8-Motivational Interview

Before discussing what this interview consists of, it is important to be clear about the stages proposed by Prochaska and Decremented, in their transtheoric model, on motivation. They spoke of the existence of 7 stadiums.

  • Precontemplation: drinking behavior is not seen as a problem and the subject manifests little desire to change in the next 6 months.
  • Contemplation: The drinker begins to be aware that there is a problem and is already actively seeking information and has seriously considered the change in the next 6 months.
  • Preparing for action: The drinker has considered changing their behavior in the next 30 days, in addition to making an attempt to abandon at least 24 hours in the last year.
  • Action: the drinker has actively initiated the modification of his behavior, achieving it successfully.
  • Maintenance: The drinker has been abstinent for more than 6 months.
  • Relapse: The drinker interrupts the phase of action or maintenance, causing a cyclical movement backwards, to the initial stages of precontemplation and contemplation.
  • Completion: the problem has completely disappeared, producing abstinence for 5 years.

The motivational interview was created by Miller and Rollick (1991) and it is a type of intervention focused on increasing the patient’s motivation when he is in the stages of precontemplation and contemplation.
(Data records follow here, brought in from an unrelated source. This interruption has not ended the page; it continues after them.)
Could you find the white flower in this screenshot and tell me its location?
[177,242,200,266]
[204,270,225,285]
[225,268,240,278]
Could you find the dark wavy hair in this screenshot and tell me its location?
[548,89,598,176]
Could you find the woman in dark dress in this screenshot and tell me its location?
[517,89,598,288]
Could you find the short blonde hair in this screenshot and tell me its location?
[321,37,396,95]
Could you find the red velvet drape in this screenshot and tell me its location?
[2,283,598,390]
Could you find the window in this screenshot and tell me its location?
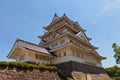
[55,42,58,46]
[58,53,61,57]
[19,54,25,60]
[60,40,65,44]
[63,52,66,56]
[35,54,39,59]
[51,44,54,48]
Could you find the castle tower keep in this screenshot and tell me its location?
[7,14,108,78]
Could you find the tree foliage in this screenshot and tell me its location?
[112,43,120,64]
[105,65,120,77]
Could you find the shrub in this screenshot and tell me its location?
[0,61,57,71]
[0,61,9,67]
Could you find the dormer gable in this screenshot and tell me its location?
[76,31,89,43]
[50,13,60,25]
[43,13,85,31]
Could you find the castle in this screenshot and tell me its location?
[7,14,106,67]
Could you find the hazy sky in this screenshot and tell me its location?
[0,0,120,67]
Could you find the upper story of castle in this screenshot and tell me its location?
[38,14,97,50]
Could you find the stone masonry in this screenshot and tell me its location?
[0,68,60,80]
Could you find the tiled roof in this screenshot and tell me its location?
[16,39,51,55]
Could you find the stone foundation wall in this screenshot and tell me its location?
[0,69,60,80]
[55,61,110,80]
[72,71,112,80]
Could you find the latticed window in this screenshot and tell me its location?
[60,40,65,44]
[63,52,66,56]
[19,54,25,60]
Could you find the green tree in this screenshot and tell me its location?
[105,65,120,77]
[112,43,120,64]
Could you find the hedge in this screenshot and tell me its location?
[0,61,57,71]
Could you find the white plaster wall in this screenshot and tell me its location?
[52,55,85,64]
[16,53,50,64]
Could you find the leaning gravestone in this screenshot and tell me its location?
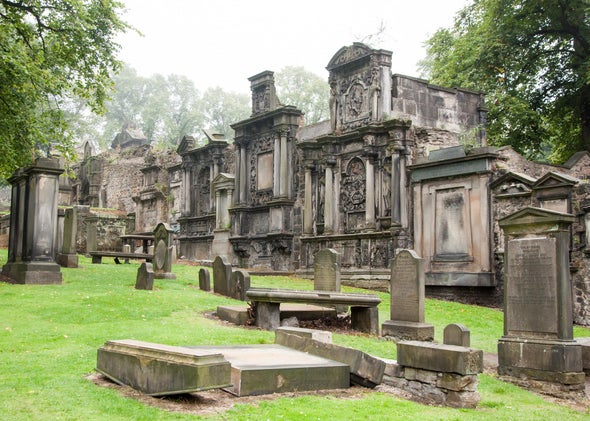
[135,262,154,290]
[498,207,585,396]
[154,222,176,279]
[213,256,231,297]
[381,250,434,341]
[229,269,250,301]
[313,249,340,292]
[199,268,211,291]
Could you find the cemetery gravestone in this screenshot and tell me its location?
[57,207,78,268]
[229,269,250,301]
[199,268,211,291]
[498,207,585,394]
[2,158,63,284]
[213,256,231,297]
[381,250,434,341]
[443,323,471,347]
[313,249,340,292]
[154,222,176,279]
[135,262,155,290]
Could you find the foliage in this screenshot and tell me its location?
[421,0,590,160]
[0,0,129,176]
[0,249,590,420]
[276,66,330,124]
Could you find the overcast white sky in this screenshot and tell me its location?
[119,0,469,93]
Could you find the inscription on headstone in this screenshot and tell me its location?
[229,269,250,301]
[313,249,340,292]
[390,250,424,323]
[213,256,231,297]
[443,323,471,347]
[505,238,558,336]
[199,268,211,291]
[135,262,155,290]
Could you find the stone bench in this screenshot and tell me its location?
[246,288,381,334]
[88,251,154,264]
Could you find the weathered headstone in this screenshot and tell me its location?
[498,207,584,394]
[229,269,250,301]
[313,249,340,292]
[443,323,471,347]
[56,207,78,268]
[213,256,231,297]
[381,250,434,341]
[2,158,63,284]
[135,262,154,290]
[154,222,176,279]
[199,268,211,291]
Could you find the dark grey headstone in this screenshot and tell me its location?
[313,249,340,292]
[229,269,250,301]
[153,222,176,279]
[504,238,558,337]
[213,256,231,297]
[390,250,425,323]
[199,268,211,291]
[135,262,155,290]
[443,323,471,347]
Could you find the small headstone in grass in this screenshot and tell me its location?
[199,268,211,291]
[135,262,155,290]
[443,323,471,347]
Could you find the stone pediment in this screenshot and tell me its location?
[533,171,579,190]
[326,42,373,71]
[490,172,535,197]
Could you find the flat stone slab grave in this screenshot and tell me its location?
[190,345,350,396]
[96,339,231,396]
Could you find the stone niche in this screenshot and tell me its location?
[410,147,496,287]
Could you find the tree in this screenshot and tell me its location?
[202,87,252,138]
[276,66,330,124]
[0,0,129,176]
[421,0,590,160]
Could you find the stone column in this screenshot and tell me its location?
[238,145,248,203]
[215,190,223,229]
[391,142,404,225]
[365,156,375,230]
[2,158,63,284]
[324,159,335,234]
[279,130,289,197]
[303,164,313,235]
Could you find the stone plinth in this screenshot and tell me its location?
[96,340,231,396]
[397,341,483,375]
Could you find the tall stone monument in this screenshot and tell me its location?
[2,158,63,284]
[153,222,176,279]
[498,207,585,394]
[381,250,434,341]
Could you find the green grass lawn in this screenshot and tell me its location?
[0,250,590,420]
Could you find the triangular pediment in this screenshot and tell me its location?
[533,171,579,190]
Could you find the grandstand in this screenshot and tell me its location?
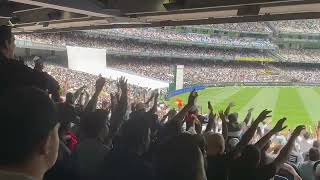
[5,0,320,180]
[16,20,320,129]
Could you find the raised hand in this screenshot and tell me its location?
[96,76,106,92]
[272,118,287,133]
[188,90,198,106]
[292,125,306,137]
[117,77,128,93]
[228,102,236,108]
[208,101,213,112]
[219,111,227,122]
[255,109,272,123]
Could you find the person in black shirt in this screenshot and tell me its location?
[0,26,59,101]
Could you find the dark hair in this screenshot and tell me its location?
[66,92,74,104]
[119,112,150,149]
[80,112,107,140]
[312,140,320,148]
[0,25,12,49]
[0,88,58,166]
[303,131,311,139]
[153,134,202,180]
[309,147,320,161]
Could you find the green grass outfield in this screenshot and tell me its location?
[169,86,320,131]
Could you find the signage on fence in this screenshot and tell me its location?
[167,86,206,98]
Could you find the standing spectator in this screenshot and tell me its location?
[299,148,320,180]
[0,26,59,97]
[0,88,59,180]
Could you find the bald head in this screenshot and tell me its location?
[207,133,225,156]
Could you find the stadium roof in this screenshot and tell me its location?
[0,0,320,33]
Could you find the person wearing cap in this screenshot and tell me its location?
[0,26,60,100]
[0,87,60,180]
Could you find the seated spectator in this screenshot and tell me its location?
[154,134,206,180]
[71,112,110,179]
[102,114,152,180]
[0,88,59,180]
[207,134,229,180]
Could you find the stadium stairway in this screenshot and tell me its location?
[268,51,286,62]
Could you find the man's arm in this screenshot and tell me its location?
[219,111,228,142]
[272,125,306,169]
[224,102,235,116]
[149,92,159,114]
[243,108,253,126]
[73,85,87,103]
[144,93,155,105]
[84,77,106,112]
[255,118,287,150]
[205,101,216,132]
[109,77,128,140]
[235,109,271,152]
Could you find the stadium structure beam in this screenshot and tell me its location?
[13,12,320,34]
[9,0,120,17]
[14,8,87,24]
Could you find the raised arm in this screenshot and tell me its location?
[224,102,235,116]
[149,92,159,114]
[83,90,90,108]
[169,90,198,124]
[109,77,128,139]
[73,85,87,100]
[243,108,253,126]
[255,118,287,150]
[272,125,306,169]
[235,109,271,152]
[85,77,106,112]
[144,93,155,105]
[205,101,217,132]
[219,111,228,142]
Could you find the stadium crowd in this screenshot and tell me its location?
[16,33,269,60]
[108,58,320,85]
[279,49,320,63]
[16,32,320,63]
[0,24,320,180]
[198,22,272,33]
[271,19,320,33]
[87,28,277,49]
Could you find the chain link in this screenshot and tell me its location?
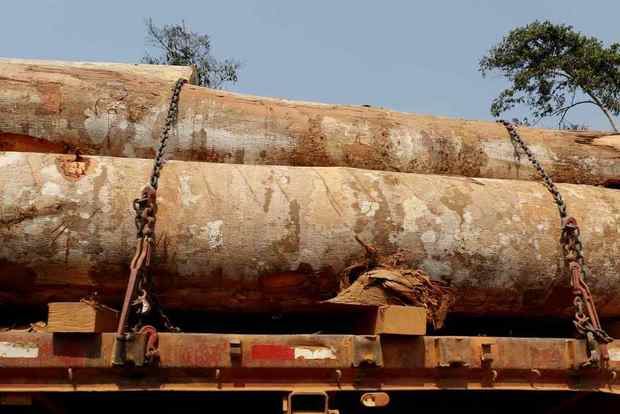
[149,79,187,190]
[497,120,613,359]
[118,79,187,335]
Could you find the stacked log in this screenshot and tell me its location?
[0,60,620,185]
[0,60,620,317]
[0,152,620,316]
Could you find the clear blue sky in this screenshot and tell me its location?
[0,0,620,128]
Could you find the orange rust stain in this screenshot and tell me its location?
[0,132,71,154]
[56,155,90,181]
[260,272,308,290]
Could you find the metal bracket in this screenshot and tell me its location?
[435,337,472,368]
[112,325,159,367]
[352,335,383,367]
[112,333,147,367]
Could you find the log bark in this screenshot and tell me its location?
[0,152,620,316]
[0,60,620,185]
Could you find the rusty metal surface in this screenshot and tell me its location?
[0,332,620,393]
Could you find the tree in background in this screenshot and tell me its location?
[480,21,620,132]
[142,18,241,89]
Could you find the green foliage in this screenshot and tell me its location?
[480,21,620,130]
[142,18,241,89]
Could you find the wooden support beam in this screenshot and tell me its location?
[47,301,118,333]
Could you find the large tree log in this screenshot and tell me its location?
[0,152,620,316]
[0,60,620,185]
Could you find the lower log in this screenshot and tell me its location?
[0,152,620,316]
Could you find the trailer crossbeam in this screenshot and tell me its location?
[0,331,620,394]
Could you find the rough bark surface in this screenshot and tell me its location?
[0,152,620,316]
[0,60,620,185]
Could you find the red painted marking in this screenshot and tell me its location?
[251,344,295,361]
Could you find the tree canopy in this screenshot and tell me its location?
[480,21,620,132]
[142,18,241,89]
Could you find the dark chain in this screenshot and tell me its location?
[150,79,187,190]
[497,119,567,220]
[497,120,613,354]
[124,79,187,332]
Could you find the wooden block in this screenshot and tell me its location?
[47,301,118,333]
[360,305,426,335]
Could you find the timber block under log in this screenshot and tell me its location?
[47,301,118,333]
[356,305,427,336]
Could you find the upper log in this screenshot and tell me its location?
[0,60,620,186]
[0,152,620,316]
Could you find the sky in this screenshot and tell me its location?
[0,0,620,129]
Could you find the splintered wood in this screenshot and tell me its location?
[328,238,455,329]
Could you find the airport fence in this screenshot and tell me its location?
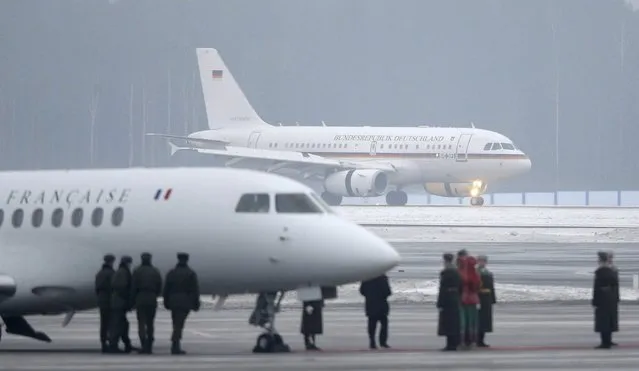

The procedure of this interview consists in paying attention to the following aspects:

  • Give information and advice, providing clear and objective information.
  • Identify your problem and the risks involved.
  • Remove obstacles and facilitate the person to go to treatment.
  • Short intervention in a short period of time, more than a long waiting list.
  • Give various options to the customer so that he can choose.
  • Transmit that the person has different options from which to choose. It is important that the person feels that he has chosen her, without feeling coerced, in this way will achieve the improvement of adherence to treatment and it’s follow-up.
  • Decrease the factors that make drinking behavior desirable.
  • Reduce the positive consequences that keep drinking, highlighting the inevitably associated negative consequences. You can use the @nalysis of pros and cons, costs and benefits, etc.
  • Promote empathy, reflective listening and understanding.
  • Give feedback, return information about how the therapist sees the patient, their situation, etc.
  • Clarify and set realistic goals, achievable and accepted by the patient.
  • Active help since, although it is the patient who decides to change, the role of the therapist is important.
  • When the patient does not go to therapy, it may be useful to make a call, send a letter, etc.


Studies of empirical evidence put the approach of community reinforcement, training in coping social skills, relapse prevention, and family and couple behavioral therapy as well established treatment.

Track exposure therapy and medication such as disulfiram, as probably effective and contingency management as treatment in experimental phase.